Mechanisms of Aging in Lens Cells, Relation to Cataract
Norman Wolf, William Pendergrass, Narendra Singh, Philip Penn, and Yi Li.
Dept. of Pathology, Univ. of Washington, Seattle, WA.
Age-related cataract, a major pathology in humans, is also found in
laboratory rodents. The etiology is held, but not completely proven, to be due to
accumulation of oxidative damage to the lens, producing changes in the refractive
internal lens fiber cells, or in the surface lens epithelial cells (LECs) that
protect the interior and later migrate internally to become the lens fibers. LEC
cataractogenesis may be due to either photoxidation or free-radicals of internal
origin. Our studies in mice and rats have shown that with aging the LECs lose
replicative rate in vivo and replicative capacity in vitro, coupled with a
significant in vivo shortening of their telomeres. Further, their resistance to
oxidative damage by hydrogen peroxide in vitro significantly diminishes with age.

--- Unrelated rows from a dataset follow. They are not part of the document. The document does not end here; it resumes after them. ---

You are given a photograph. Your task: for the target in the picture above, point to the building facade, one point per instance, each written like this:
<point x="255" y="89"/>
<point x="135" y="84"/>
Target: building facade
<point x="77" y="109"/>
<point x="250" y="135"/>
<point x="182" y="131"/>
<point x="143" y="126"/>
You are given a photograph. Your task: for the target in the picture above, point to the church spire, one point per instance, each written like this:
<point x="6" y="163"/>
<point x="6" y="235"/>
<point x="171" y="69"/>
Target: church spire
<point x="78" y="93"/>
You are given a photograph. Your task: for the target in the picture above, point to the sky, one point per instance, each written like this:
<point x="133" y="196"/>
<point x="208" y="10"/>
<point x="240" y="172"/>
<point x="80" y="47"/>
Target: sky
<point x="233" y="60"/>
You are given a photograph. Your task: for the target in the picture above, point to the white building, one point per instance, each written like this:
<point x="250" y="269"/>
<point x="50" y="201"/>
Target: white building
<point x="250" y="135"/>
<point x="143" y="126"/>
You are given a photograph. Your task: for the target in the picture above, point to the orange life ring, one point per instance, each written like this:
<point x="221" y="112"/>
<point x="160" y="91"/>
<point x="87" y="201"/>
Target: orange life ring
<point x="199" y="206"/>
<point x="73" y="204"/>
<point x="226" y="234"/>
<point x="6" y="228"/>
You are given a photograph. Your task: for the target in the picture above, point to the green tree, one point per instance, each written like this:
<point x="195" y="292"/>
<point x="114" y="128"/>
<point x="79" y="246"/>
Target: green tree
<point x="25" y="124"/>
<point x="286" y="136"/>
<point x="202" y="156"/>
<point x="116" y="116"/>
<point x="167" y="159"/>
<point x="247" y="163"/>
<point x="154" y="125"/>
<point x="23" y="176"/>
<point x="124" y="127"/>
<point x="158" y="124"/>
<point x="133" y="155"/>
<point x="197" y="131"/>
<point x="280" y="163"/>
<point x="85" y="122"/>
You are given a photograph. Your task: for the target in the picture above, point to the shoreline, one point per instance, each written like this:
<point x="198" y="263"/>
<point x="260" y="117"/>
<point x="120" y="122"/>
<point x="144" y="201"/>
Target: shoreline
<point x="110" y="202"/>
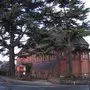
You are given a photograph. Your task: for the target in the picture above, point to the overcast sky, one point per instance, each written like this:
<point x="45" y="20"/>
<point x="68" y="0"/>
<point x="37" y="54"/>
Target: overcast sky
<point x="87" y="4"/>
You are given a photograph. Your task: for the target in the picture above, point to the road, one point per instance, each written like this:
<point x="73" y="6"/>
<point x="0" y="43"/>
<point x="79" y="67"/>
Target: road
<point x="38" y="85"/>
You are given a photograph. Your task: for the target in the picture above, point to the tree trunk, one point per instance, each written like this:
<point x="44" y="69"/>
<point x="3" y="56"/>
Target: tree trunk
<point x="11" y="61"/>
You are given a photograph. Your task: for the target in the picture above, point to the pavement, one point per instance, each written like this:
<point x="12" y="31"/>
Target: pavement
<point x="12" y="81"/>
<point x="13" y="84"/>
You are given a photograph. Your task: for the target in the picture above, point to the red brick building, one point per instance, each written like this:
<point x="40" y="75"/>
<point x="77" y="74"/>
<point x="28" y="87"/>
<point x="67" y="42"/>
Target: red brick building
<point x="55" y="63"/>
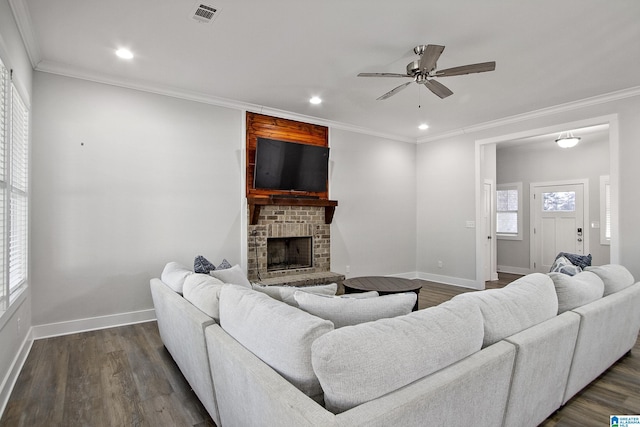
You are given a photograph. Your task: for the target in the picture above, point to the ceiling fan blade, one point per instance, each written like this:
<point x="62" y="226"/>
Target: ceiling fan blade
<point x="394" y="91"/>
<point x="438" y="88"/>
<point x="430" y="56"/>
<point x="383" y="75"/>
<point x="466" y="69"/>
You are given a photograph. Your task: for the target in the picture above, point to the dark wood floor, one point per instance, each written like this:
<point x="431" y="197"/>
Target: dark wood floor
<point x="125" y="377"/>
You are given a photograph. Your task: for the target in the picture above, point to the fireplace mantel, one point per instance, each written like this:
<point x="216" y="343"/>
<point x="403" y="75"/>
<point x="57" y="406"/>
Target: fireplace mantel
<point x="255" y="203"/>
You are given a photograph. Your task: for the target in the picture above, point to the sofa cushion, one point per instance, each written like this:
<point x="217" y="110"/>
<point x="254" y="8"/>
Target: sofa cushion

All of these age-related deficits, including age-related cataract formation, are
significantly minimized by long term caloric restriction, a regimen that also
extends animal lifespan and lessens the susceptibility to several cellular
insults (oxidative free radicals, heat, toxic chemicals, and inflicted or
spontaneous carcinogenesis). Related to the source of cataractogenesis, LEC
mitochondrial efficiency, a key factor in the production of cellular pump energy
as well as oxidative damage, was found to decrease with age. We conclude that
aging is accompanied by increased LEC sensitivity to oxidative damage, decreased
mitochondrial efficiency, telomere shortening, loss of replicative capacity and
cataract development. As a model system, the lens provides an age-related
pathology,cataract, that correlates with the accretion of cellular changes
intrinsic to the process of aging and testable for causation.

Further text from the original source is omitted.